Wiley’s over-prompt payment had confused Blount for the moment and thrown him into a panic. He had counted confidently upon crushing him at a blow and cutting short his inimical activities, but now of a sudden he found himself threatened with the loss of all his interests. If Wiley had made profits beyond his calculations–but no, he could not, for under the terms of their bond and lease one-tenth of the net profit on all his shipments was sent direct to Blount. And if what Wiley had received was
only ten times the Company’s royalty, he was still in debt to someone. Blount had followed him closely and he knew that his expenses had absorbed all his profits, up to date. But perhaps–and Blount paused–perhaps the other bank, or some outside parties, were backing him in his enterprise. He would have to look that matter up–first. But if not–if he was still running his mine as he had from the first, on his nerve and his diamond ring–then there were ways and means which should be speedily invoked to prevent him from meeting his payments.
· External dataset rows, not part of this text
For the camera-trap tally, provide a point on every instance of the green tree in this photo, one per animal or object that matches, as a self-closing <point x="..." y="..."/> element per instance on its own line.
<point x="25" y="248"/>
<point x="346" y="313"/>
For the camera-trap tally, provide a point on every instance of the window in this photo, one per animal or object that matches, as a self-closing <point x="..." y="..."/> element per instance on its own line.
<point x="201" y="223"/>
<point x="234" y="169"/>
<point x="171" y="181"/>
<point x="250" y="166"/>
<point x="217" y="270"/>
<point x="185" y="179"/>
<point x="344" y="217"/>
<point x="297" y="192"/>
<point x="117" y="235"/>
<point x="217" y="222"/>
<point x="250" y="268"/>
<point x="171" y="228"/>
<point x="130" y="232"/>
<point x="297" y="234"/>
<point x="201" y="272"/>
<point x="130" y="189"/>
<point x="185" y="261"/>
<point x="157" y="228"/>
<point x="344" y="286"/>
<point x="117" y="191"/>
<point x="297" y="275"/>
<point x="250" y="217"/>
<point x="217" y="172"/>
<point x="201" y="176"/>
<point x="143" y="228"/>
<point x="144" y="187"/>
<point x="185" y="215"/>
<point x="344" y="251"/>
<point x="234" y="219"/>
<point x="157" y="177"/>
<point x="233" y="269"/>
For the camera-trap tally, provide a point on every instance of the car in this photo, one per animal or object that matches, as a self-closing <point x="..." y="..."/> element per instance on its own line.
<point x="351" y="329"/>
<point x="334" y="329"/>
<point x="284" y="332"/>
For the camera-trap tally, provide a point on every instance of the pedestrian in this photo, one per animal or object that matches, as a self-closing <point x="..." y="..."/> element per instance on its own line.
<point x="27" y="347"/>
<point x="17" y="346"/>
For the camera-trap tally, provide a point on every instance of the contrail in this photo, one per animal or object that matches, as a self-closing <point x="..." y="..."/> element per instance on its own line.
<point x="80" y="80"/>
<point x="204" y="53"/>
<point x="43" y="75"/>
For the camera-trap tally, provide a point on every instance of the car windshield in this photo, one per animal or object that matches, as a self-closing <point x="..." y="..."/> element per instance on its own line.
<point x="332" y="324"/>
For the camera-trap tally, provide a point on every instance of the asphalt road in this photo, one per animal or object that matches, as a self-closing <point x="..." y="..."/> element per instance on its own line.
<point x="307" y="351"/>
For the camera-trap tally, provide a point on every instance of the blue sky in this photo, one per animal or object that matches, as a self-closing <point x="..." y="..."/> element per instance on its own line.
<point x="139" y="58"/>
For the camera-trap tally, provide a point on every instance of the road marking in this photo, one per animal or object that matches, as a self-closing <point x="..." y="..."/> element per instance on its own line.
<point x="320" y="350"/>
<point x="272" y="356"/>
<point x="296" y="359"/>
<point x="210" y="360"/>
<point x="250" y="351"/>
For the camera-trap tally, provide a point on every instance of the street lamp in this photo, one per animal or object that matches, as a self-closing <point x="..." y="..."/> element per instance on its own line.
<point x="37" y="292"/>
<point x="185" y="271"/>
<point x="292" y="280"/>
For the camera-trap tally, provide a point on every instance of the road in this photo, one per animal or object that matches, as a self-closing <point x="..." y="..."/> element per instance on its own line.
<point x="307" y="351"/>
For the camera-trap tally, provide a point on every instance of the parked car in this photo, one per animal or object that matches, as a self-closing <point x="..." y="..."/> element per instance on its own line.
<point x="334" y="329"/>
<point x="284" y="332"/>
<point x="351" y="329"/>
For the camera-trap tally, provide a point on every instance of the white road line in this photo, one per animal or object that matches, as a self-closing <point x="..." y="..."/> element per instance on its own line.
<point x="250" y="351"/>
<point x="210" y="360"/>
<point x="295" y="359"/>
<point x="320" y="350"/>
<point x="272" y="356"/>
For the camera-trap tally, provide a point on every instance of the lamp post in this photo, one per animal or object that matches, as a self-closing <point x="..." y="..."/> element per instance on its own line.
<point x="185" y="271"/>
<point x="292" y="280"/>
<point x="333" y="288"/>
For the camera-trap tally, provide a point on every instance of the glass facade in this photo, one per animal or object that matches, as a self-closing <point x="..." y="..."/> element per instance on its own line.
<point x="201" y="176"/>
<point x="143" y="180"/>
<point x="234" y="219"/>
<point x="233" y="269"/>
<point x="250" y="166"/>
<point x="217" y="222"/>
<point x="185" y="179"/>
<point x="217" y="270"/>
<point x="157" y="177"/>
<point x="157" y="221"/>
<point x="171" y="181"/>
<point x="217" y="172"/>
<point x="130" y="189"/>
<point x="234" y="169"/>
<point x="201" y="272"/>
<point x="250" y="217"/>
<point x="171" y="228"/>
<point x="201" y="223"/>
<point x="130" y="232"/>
Scarcely a month remained before the bond and lease lapsed–and Wiley’s option on Blount’s personal stock–but any day he might raise the money and, by taking over Blount’s stock, place him out of the running for good. These tungsten buyers who were so avid for its product might purchase an interest in the mine; they might advance the fifty thousand and take it over under the bond and lease, and bring all his plans to naught. As Blount paced about the office he suddenly saw himself defrauded of that which he had worked for for years. He saw his stock bought up first, to deprive him of the royalties, and then the mine snatched from his hands; and all he would have left would be the forfeited Huff stock and the small payment it would earn from the sale. Something would have to be done, and done every minute, to prevent him from carrying out his purpose.
Blount paused in his nervous pacing and held out a flabby hand to Wiley, who was writing away at his desk.
“Well, Wiley,” he said, “I guess I must be going. But any time you need money─” He stopped and smiled amiably, in the soft, easy way he had when he wished to appear harmless as a dove, and Wiley glanced up briefly from his work.
“Yes, thank you, Mr. Blount,” he said. But he did not take his hand.